We Can All Do It.

It’s no secret that feminism and the feminist cause have garnered much attention in recent times. Celebrities like Lena Dunham have seemingly led the cause to get young Hollywood to identify themselves as being feminist and attempted to publicly unpack what this actually means. To be fair her advocacy at this level has had a decent result with individual declarations flying around in spades on quite an ongoing basis.

However it seems that the concept of feminism seems to innately sideline and isolate the views of many who experience varying and complex compounding oppressions which intersect across race, gender, ethnicity, sexual orientation and disability. Women with disabilities have long identified that their experiences of discrimination based on their gender AND their disability have been placed in the ‘too hard’ pile as the cause has opted to frontline identities with less complex variations.

The lived experience of women with disabilities who associate themselves as contributors to the feminist movement has often been synonymous with being frozen out of the process. They’ve been provided a back seat as the challenges they face as women who also happen to have impairments deems their struggles not within the mainstream and thereby pushed to the side.
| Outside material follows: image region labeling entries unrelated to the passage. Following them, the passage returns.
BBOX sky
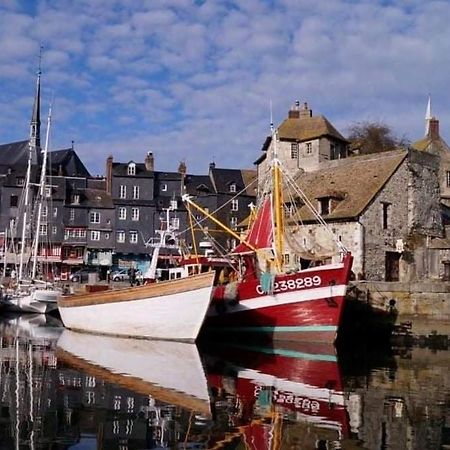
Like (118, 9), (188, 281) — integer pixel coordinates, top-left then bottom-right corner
(0, 0), (450, 175)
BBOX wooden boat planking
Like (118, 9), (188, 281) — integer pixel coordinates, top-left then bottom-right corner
(58, 271), (215, 308)
(56, 348), (211, 417)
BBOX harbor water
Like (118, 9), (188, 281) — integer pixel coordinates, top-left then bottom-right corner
(0, 315), (450, 450)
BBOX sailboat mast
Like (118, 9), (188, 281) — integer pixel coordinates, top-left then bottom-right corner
(31, 105), (52, 280)
(270, 118), (284, 270)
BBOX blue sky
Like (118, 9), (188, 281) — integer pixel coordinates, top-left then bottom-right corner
(0, 0), (450, 175)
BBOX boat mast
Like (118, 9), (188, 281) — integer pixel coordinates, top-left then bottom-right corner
(270, 111), (284, 271)
(31, 104), (52, 280)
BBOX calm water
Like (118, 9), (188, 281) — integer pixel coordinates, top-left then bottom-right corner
(0, 316), (450, 450)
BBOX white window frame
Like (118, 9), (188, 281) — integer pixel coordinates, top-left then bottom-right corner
(118, 206), (127, 220)
(91, 230), (100, 241)
(130, 230), (138, 244)
(131, 207), (139, 221)
(89, 211), (101, 223)
(116, 230), (125, 244)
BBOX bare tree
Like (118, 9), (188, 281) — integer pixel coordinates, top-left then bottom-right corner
(348, 122), (409, 155)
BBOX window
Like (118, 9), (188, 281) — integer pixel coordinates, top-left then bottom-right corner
(91, 230), (100, 241)
(89, 211), (100, 223)
(381, 202), (391, 230)
(127, 163), (136, 175)
(9, 195), (19, 207)
(131, 208), (139, 220)
(119, 206), (127, 220)
(130, 231), (137, 244)
(319, 198), (330, 216)
(39, 223), (47, 236)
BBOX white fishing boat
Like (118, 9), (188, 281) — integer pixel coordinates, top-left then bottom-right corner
(58, 208), (215, 342)
(0, 84), (61, 314)
(57, 330), (211, 416)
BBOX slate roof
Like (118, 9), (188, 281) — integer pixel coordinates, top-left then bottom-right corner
(0, 139), (29, 167)
(296, 150), (408, 221)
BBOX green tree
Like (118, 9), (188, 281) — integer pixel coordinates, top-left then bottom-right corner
(348, 122), (409, 155)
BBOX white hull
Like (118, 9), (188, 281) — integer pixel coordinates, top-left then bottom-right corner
(58, 273), (214, 342)
(57, 330), (210, 414)
(2, 289), (61, 314)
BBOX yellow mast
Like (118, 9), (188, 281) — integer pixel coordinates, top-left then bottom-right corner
(182, 194), (257, 252)
(270, 122), (284, 271)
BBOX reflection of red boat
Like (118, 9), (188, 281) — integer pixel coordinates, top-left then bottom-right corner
(206, 344), (348, 450)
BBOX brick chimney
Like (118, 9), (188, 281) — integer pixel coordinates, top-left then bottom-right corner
(178, 161), (187, 176)
(106, 155), (113, 195)
(148, 152), (155, 172)
(428, 117), (439, 140)
(300, 102), (312, 119)
(288, 100), (300, 119)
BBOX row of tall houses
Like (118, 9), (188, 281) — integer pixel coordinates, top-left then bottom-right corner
(0, 70), (450, 281)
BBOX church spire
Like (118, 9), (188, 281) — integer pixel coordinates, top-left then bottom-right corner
(425, 94), (433, 136)
(30, 47), (42, 164)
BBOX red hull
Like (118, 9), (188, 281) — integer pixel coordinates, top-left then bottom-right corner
(205, 255), (352, 343)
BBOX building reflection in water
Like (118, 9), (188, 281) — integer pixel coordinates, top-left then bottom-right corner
(0, 316), (450, 450)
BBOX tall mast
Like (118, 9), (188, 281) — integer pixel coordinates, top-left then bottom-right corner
(270, 111), (284, 271)
(31, 105), (52, 279)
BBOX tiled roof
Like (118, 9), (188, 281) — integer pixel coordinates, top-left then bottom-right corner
(290, 150), (408, 221)
(278, 116), (347, 145)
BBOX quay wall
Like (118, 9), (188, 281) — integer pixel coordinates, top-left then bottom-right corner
(349, 281), (450, 343)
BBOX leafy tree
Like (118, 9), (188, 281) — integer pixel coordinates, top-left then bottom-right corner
(348, 122), (409, 155)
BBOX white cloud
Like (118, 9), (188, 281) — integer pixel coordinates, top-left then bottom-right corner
(0, 0), (450, 173)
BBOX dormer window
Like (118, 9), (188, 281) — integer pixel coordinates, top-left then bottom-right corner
(319, 197), (330, 216)
(127, 163), (136, 175)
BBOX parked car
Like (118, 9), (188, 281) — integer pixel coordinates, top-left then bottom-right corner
(69, 268), (100, 283)
(111, 269), (130, 281)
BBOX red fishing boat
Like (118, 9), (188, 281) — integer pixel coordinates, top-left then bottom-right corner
(183, 118), (353, 343)
(203, 344), (349, 450)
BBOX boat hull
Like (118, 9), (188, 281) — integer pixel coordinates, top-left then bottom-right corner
(58, 272), (214, 342)
(205, 256), (351, 343)
(56, 330), (211, 416)
(2, 289), (61, 314)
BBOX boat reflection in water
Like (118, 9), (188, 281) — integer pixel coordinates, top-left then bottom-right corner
(205, 343), (348, 450)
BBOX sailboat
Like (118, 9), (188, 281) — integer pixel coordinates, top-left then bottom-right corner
(58, 208), (215, 343)
(183, 117), (353, 343)
(1, 96), (61, 314)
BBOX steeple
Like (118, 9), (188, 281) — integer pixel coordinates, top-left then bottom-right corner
(30, 47), (42, 164)
(425, 94), (433, 136)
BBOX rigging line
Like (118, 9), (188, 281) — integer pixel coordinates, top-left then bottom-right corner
(180, 177), (258, 234)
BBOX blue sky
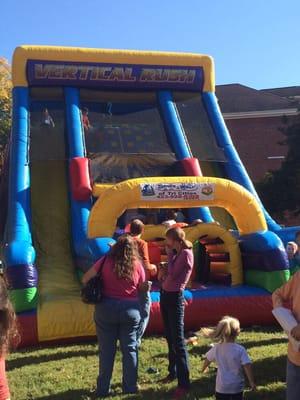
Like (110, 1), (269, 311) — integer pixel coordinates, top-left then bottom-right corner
(0, 0), (300, 89)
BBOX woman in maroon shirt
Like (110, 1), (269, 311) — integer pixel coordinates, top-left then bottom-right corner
(82, 235), (145, 397)
(160, 227), (194, 399)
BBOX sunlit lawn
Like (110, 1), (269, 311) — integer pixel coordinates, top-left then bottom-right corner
(7, 328), (286, 400)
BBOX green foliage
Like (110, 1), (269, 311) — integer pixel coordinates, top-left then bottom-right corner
(7, 328), (287, 400)
(0, 57), (12, 158)
(257, 117), (300, 216)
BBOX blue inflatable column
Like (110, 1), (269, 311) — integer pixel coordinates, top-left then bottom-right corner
(5, 87), (37, 312)
(202, 92), (281, 232)
(158, 90), (213, 222)
(64, 87), (112, 269)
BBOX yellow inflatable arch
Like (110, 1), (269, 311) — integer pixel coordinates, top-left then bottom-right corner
(88, 176), (267, 238)
(142, 223), (243, 286)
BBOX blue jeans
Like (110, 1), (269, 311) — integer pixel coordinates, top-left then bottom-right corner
(160, 290), (190, 388)
(95, 299), (140, 396)
(137, 291), (151, 346)
(216, 392), (244, 400)
(286, 359), (300, 400)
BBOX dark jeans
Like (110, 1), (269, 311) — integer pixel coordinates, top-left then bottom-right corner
(95, 299), (140, 396)
(216, 392), (244, 400)
(160, 291), (190, 388)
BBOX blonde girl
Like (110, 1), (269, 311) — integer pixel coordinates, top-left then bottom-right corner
(202, 316), (256, 400)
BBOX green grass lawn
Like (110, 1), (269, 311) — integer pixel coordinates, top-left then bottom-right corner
(7, 328), (286, 400)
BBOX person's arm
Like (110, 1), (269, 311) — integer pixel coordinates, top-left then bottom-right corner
(243, 363), (256, 390)
(272, 274), (298, 308)
(136, 262), (146, 286)
(201, 358), (211, 374)
(81, 264), (98, 285)
(201, 345), (217, 373)
(140, 241), (150, 269)
(81, 256), (106, 285)
(168, 251), (193, 280)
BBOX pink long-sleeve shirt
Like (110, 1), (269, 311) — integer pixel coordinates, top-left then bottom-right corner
(162, 249), (194, 292)
(94, 257), (145, 300)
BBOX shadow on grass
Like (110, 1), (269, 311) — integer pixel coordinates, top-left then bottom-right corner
(6, 349), (98, 371)
(240, 336), (287, 349)
(189, 337), (288, 358)
(35, 389), (92, 400)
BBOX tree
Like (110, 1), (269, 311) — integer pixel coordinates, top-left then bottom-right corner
(0, 57), (12, 172)
(257, 116), (300, 217)
(0, 57), (12, 151)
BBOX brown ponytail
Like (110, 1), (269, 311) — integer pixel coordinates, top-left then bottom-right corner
(166, 227), (193, 249)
Thinking about this more practically, feminist conferences for the most part have remained inaccessible in terms of physical infrastructure. If a woman with a mobility impairment in a wheelchair can’t even get in the front door to participate, how will her voice be heard, her concerns be taken into account and her cry for equality be put into action? Adding to this and moving beyond physical infrastructure, women with visual and hearing impairments have reported not being able to follow meetings nor participate in gatherings as transcripts in Braille have not been produced or sign language interpreters been provided.
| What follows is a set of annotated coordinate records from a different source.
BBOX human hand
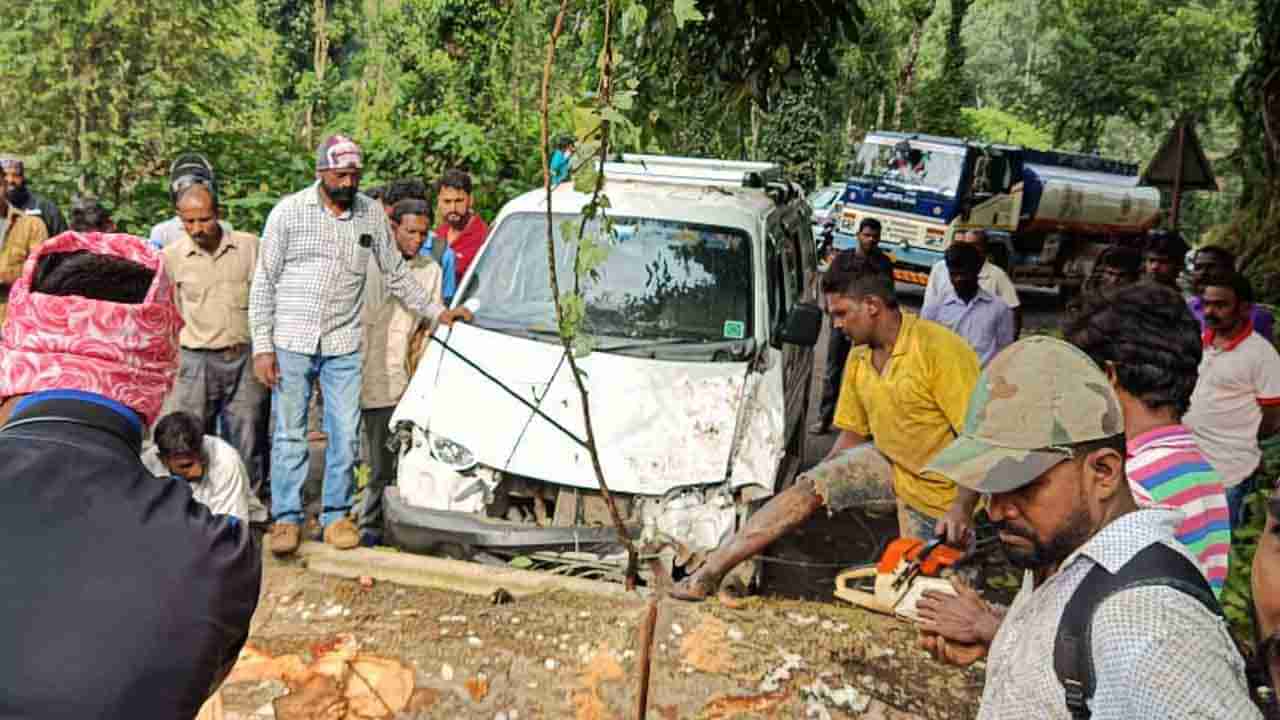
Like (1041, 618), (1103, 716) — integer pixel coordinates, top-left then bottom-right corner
(253, 352), (280, 388)
(933, 502), (973, 548)
(439, 307), (476, 325)
(919, 630), (987, 667)
(915, 578), (1001, 644)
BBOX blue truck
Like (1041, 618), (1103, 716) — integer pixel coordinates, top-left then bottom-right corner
(833, 132), (1160, 295)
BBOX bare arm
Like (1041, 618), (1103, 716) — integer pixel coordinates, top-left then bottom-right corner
(824, 430), (872, 460)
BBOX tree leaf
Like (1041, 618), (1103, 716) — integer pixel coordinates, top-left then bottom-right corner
(672, 0), (707, 28)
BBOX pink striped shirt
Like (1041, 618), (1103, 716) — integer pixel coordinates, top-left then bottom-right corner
(1124, 425), (1231, 594)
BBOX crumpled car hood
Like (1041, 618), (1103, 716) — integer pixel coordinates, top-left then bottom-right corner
(392, 324), (785, 495)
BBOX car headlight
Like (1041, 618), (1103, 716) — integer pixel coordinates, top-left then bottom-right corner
(426, 433), (476, 473)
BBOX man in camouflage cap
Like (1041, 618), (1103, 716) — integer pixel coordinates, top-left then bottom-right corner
(920, 337), (1258, 719)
It seems like in order to have messages around gender equality heard on the public forum those which are more palatable have taken precedence. Disability has long been treated with a sense of taboo and the sidelining of women with disabilities within the feminist movement seems to run parallel with this discriminatory thinking. Its approach in which the assumptions around femininity, and let’s be clear able bodied femininity, leave no place for the voices of those with disabilities. The thinking being that their plight, their cause can be taken up on a different stage, that of rights of all people with disabilities and that this forum is for the majority of women, those who are able bodied. Once again, this narrow but pervading view chooses to view discrimination through only one lens and dangerously abandons the other forms of identity leading to compounding discrimination. What all of this proves is that women’s oppression cannot be captured through an analysis of gender alone.
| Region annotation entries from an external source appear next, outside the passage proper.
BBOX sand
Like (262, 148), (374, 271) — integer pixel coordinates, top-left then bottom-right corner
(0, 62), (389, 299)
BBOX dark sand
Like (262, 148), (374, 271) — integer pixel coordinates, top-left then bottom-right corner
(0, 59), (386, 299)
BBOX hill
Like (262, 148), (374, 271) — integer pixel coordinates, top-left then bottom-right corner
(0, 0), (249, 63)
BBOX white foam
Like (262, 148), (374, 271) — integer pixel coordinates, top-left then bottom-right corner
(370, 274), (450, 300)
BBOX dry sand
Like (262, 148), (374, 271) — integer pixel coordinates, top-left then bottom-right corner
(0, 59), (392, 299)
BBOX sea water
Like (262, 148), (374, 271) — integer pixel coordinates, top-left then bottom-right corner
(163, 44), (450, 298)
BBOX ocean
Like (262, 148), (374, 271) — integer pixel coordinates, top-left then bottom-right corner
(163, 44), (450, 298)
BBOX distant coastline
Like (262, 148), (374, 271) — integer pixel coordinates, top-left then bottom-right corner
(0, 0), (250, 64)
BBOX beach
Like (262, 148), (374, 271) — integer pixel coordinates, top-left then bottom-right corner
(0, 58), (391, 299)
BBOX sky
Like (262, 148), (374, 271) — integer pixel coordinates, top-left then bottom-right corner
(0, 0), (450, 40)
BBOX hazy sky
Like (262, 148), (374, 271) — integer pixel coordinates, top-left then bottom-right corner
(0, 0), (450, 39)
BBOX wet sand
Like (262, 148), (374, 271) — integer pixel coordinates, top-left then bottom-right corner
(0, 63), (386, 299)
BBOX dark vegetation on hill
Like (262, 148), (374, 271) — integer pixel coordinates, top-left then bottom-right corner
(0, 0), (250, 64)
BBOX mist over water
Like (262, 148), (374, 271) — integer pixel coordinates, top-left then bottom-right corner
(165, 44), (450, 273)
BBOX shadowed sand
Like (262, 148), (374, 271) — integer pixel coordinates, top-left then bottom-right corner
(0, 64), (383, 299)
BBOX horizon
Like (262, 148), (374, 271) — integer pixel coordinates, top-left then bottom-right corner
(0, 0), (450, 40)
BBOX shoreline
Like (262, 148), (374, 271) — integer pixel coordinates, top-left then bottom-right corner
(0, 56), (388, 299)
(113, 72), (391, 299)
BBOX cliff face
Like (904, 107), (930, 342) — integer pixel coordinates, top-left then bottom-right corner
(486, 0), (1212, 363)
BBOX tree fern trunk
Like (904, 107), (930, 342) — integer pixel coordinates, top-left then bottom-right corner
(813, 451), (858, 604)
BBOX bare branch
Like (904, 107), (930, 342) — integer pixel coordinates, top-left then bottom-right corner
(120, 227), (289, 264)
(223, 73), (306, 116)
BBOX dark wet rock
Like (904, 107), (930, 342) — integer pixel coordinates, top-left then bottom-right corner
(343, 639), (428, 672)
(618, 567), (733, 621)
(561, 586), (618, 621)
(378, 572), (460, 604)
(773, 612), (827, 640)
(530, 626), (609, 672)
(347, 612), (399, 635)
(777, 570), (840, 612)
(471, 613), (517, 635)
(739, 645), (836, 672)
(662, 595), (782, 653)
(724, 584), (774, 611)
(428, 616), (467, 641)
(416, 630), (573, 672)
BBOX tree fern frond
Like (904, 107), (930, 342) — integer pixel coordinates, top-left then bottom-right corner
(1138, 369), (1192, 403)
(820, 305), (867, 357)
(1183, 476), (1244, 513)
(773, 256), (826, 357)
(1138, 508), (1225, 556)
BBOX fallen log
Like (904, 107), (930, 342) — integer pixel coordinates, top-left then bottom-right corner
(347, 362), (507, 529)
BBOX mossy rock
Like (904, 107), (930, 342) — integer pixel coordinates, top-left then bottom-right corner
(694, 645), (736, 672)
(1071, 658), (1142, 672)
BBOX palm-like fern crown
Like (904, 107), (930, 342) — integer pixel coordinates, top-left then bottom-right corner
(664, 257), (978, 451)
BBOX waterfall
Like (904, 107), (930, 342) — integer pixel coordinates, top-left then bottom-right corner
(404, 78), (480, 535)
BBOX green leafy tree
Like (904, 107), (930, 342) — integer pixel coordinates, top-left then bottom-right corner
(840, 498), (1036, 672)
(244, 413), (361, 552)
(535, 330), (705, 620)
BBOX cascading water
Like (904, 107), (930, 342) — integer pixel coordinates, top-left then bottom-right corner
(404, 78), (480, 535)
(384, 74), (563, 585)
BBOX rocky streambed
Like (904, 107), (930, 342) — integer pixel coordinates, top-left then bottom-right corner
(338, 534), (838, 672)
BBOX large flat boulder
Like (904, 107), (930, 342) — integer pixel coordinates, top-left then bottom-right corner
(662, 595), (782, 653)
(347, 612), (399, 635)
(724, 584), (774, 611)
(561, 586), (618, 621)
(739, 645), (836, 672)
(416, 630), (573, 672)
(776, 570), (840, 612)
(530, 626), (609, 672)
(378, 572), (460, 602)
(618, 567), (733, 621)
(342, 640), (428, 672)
What seems to have plagued us in our fight for equality is a one size fits all mechanism which leaves out the varying and just as important voices that are at the fringes of society to begin with, let alone when this is compounded by the nature of their gender. Women are not actually a homogenous group we differ in ethnicity, background, religious belief and functional abilities. All of these elements as they intersect come to represent marginalisation in different forms. My experience of life as a young 1st generation, Australian woman of South Asian descent will vary vastly to that of say a Caucasian women in her 40’s, an indigenous woman with a disability in Latin America and that of a young, gay African American woman.

All of this comes to represent the term ‘intersectionality’ which was coined by American scholar Kimberle Crenshaw. The main crux of the idea is that multiple and compounding oppressions occur at once based on the different identities of those involved. One cannot separate racism with gendered oppression of a woman of colour as her experience of both are felt in an intersecting way. Breaking this down further this means that the discrimination she feels is worse than that of a Caucasian woman on account of her race and skin colour but different and perhaps less than an African American man based on her gender.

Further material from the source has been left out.